Итак, я проводил дни, занимаясь поэзией, актеркой и актерством. Уже месяц, как мы находились в Толедо, и за это время состряпали много хороших комедий, тем самым исправляя ошибку наших прошлых дней. Вскоре я приобрел уже некоторую известность и назывался теперь Алонсете, ибо в начале знакомства сказал актерам, что меня зовут Алонсо. Вместо фамилии меня называли Жестоким, так как это была роль, в которой имел я большой успех у мушкетеров и прочей черни. Теперь было у меня уже три костюма, и находились даже директора других трупп, пытавшиеся сманить меня к себе на службу. Я уже мог говорить, что разбираюсь в комедиях, находил недостатки в лучших из них, критиковал мимику Пинедо, подавал свой голос за спокойную естественность Санчеса, а Моралеса считал лишь ничего себе; моего совета просили при украшении театрального зала, со мною же советовались и по части декорации и машин. Если кто-нибудь приходил к нам читать новую комедию, то выслушивал ее прежде всего я.

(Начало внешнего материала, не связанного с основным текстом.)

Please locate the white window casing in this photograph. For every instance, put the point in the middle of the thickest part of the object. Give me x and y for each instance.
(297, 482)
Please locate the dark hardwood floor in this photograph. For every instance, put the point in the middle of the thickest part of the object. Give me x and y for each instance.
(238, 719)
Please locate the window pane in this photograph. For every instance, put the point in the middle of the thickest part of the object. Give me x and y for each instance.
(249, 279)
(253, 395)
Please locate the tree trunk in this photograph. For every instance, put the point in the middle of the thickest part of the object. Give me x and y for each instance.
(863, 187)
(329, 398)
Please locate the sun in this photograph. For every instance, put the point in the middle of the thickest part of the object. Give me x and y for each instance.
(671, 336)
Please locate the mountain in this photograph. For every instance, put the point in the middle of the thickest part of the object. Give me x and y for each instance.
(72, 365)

Ободренный этим успехом, нарушил я наконец девственность моего поэтического дарования романсом, а потом написал интермедию, и оказалось, что вышло неплохо. Рискнул я написать и комедию, а чтобы она получилась божественной во всех отношениях, то сочинил я ее на тему о богоматери с четками. Начиналась она звуками свирелей, действующими лицами были души чистилища и черти, которые тогда были в большой моде. Зрителям очень понравилось в виршах упоминание о сатане, и то, что говорилось тут же о его падении с неба, и тому подобное. Наконец комедия моя была представлена и имела успех.

У меня было столько работы, что просто рук не хватало, то и дело являлись ко мне влюбленные — кто за стихами о бровях, кто за поэмами о глазах, кто просил сонета о руках или романса о волосах. Каждое такое произведение расценивалось по таксе, хотя, в силу того что имелись и другие лавочки, торговавшие подобным товаром, старался я брать дешевле, чтобы привлечь покупателей. Из-за рождественских вильянсико кишмя кишели вокруг меня сакристаны и монашки, ходившие по домам; слепцы поддерживали мое существование молитвами, которые я писал для них по восьми реалов за штуку. Помнится мне, что в то время сочинил я молитву к Судье праведному столь торжественную и звучную, что не подать после нее милостыню было совершенно невозможно. Для одного слепца я написал, а он потом выдал его за свой, тот знаменитый духовный стих, который начинается так:

Милости яви мне, дева, Дочь предвечного отца, Чье Христа носило чрево и т. д.[18]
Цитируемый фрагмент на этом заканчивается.